# Thread: Numbers & Operations Q from SAT Sbj Math II Test Study

1. ## Numbers & Operations Q from SAT Sbj Math II Test Study

I'm sorry if this is in the wrong sub-forum. I'm guessing this could be classified as pretty basic stat. But here's the problem:

"From a group of 6 juniors and 8 seniors on the student council, 2 juniors and 4 seniors will be chosen to make up a 6-person committee. How many different 6-person committees are possible?

a. 84
b. 85
c. 1050
d. 1710
e. 1890
"

Then it tells me:
"Choice (c) is the correct answer. The 2 juniors on the committee can be chosen from the 6 juniors in (6/2) = 15 ways. The 4 seniors on the committee can be chosen from the 8 seniors in (8/4) = 70 ways. Therefore there are (15)(70) = 1050 possibilities for the 6 person committee."

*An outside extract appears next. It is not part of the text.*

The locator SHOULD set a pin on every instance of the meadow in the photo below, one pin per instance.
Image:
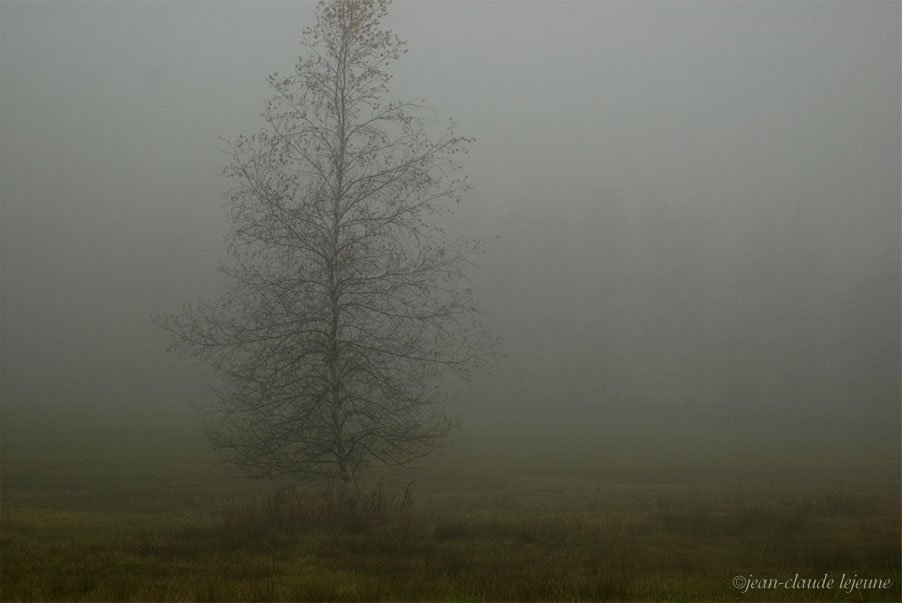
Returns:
(148, 513)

I'm pretty bad at these.. Can someone please explain (6/2) = 15 and (8/4) = 70 deal to me? Or maybe just show me a clearer way of doing this? Thanks!

2. Hello, Savior_Self!

rom a group of 6 juniors and 8 seniors on the student council,
2 juniors and 4 seniors will be chosen to make up a 6-person committee.
How many different 6-person committees are possible?

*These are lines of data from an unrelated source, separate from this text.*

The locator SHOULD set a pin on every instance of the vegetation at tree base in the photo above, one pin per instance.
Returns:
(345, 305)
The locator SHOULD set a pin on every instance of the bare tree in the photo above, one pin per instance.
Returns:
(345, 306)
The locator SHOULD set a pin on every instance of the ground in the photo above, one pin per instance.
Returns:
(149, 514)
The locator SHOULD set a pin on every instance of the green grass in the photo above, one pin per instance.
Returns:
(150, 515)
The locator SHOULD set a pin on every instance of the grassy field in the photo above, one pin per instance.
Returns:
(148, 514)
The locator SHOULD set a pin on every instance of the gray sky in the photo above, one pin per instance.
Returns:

. . $(a)\;84 \qquad (b)\; 85 \qquad (c)\;1050 \qquad (d)\; 1710 \qquad (e)\; 1890$

Then it tells me: ."Choice (c) is the correct answer.
The 2 juniors on the committee can be chosen from the 6 juniors in (6/2) = 15 ways.
The 4 seniors on the committee can be chosen from the 8 seniors in (8/4) = 70 ways.
Therefore, there are (15)(70) = 1050 possibilities for the 6 person committee."

Can someone please explain (6/2) = 15 and (8/4) = 70 deal to me?

Those expressions are not fractions; they are "combination" numbers.

Selecting 2 juniors from 6 juniors, there are: $\displaystyle {6\choose2} \:=\:\frac{6!}{2!\,4!} \:=\:15$ ways.

Selecting 4 seniors from 8 seniors, there are: $\displaystyle {8\choose4} = \frac{8!}{4!\,4!} \:=\:70$ ways.

Maybe you'd recognize them if they were written like this?

. . . . . $_6C_2\:\text{ and }\:_8C_4$